経済産業省は「GX建機普及に向けたロードマップ策定に係る研究会」の中間とりまとめを公表した。国内の電動建機「最大導入シナリオ」として、2040年に新車販売台数でミニショベル1万台/電動化率30%、油圧ショベルで6000台/同20%を示した。
経済産業省は2025年1月31日、国内市場における電動建機の「最大導入シナリオ」を公表した。2040年に新車販売台数でミニショベル1万台(電動化率30%)、油圧ショベルで6000台(同20%)を目指す。

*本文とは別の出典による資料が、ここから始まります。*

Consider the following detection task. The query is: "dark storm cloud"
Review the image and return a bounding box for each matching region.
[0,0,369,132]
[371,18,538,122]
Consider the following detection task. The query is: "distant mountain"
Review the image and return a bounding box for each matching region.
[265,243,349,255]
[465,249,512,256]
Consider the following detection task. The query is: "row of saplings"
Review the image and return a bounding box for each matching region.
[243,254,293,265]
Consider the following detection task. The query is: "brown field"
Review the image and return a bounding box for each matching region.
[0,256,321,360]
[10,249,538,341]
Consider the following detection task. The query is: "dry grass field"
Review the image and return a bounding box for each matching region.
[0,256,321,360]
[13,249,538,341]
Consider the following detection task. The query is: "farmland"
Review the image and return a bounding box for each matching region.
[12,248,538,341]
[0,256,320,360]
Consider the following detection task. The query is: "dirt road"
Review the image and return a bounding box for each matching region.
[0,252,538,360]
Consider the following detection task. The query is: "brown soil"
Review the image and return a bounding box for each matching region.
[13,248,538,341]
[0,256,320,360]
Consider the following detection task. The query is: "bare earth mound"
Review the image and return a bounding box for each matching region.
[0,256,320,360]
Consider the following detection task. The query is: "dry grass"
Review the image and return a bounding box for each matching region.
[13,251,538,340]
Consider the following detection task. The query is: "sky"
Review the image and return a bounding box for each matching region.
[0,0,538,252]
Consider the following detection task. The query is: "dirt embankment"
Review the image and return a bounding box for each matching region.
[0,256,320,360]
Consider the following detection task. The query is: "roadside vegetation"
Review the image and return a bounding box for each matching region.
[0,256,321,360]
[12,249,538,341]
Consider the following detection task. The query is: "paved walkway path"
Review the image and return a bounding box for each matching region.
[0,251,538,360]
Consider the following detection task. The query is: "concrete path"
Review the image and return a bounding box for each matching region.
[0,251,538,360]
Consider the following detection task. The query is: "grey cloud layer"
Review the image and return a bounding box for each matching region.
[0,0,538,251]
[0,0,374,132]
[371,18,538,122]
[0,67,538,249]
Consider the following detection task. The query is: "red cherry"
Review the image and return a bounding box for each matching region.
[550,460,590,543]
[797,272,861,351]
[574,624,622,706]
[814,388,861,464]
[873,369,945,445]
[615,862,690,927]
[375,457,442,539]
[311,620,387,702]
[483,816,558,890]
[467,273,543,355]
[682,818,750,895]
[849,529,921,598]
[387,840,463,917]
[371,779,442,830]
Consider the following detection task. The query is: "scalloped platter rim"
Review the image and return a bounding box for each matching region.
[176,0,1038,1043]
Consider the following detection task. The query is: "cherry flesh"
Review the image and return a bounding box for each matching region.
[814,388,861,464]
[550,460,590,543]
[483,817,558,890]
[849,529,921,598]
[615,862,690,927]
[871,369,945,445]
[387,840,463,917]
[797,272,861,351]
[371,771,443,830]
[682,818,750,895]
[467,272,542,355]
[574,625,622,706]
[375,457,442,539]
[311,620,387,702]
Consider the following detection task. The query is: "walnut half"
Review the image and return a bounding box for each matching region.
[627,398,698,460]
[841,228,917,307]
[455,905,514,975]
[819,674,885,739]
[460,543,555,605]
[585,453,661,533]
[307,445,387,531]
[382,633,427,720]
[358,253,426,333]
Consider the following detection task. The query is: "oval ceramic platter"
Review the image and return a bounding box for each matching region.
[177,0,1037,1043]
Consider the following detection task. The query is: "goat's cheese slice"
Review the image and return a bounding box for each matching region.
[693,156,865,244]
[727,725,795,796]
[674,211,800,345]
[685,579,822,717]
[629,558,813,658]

シナリオは、米国やフランスの電動化目標、国内市場での電動ショベルの保有台数などを踏まえ設定。「GX建機普及に向けたロードマップ策定に係る研究会」の中間とりまとめの中で示した。努力目標として位置付け、GX建機を取り巻く環境や市場動向などに応じて柔軟に見直していく方針だ。
建設機械の脱炭素化は、建設/不動産業界から施工時のCO2排出削減の手段として注目されており、欧州などでは政策誘導も進みつつある。日本の建設機械は油圧技術を中心に、施工性や耐久性などの品質の高さから国際的に高い産業競争力を有している。2022年のグローバルの建機売上高国別シェアでは米国に次いで第2位(シェア21%、約6.3兆円)。電動化などの動向に応じたパワートレインの多様化は急務となっている。
国交省は、電動や水素燃料など稼働時にCO2排出量がゼロと認められる建設機械を「GX建設機械」として認定する制度を運用し、2024年9月末時点で18型式を認定済みだ。一方でGX建機は、従来機より価格が高いなどの理由で市場導入が進まず、インフラ整備も含めた需給双方で課題が指摘されている。
そこで経済産業省は2024年6月、供給側のメーカーと需要側のユーザーやレンタル事業者でなどで構成される研究会。電動建機などのGX建機の普及に向けたロードマップの作成、投資や導入に関する課題と対応などについて協議してきた。導入促進策に加え、施工現場の充電インフラ整備、協調領域の技術開発、中古建機の適切な販売価格の維持、関係規制適用の整理など、パワートレインの変化に伴う多様な課題の解決に向けて議論している。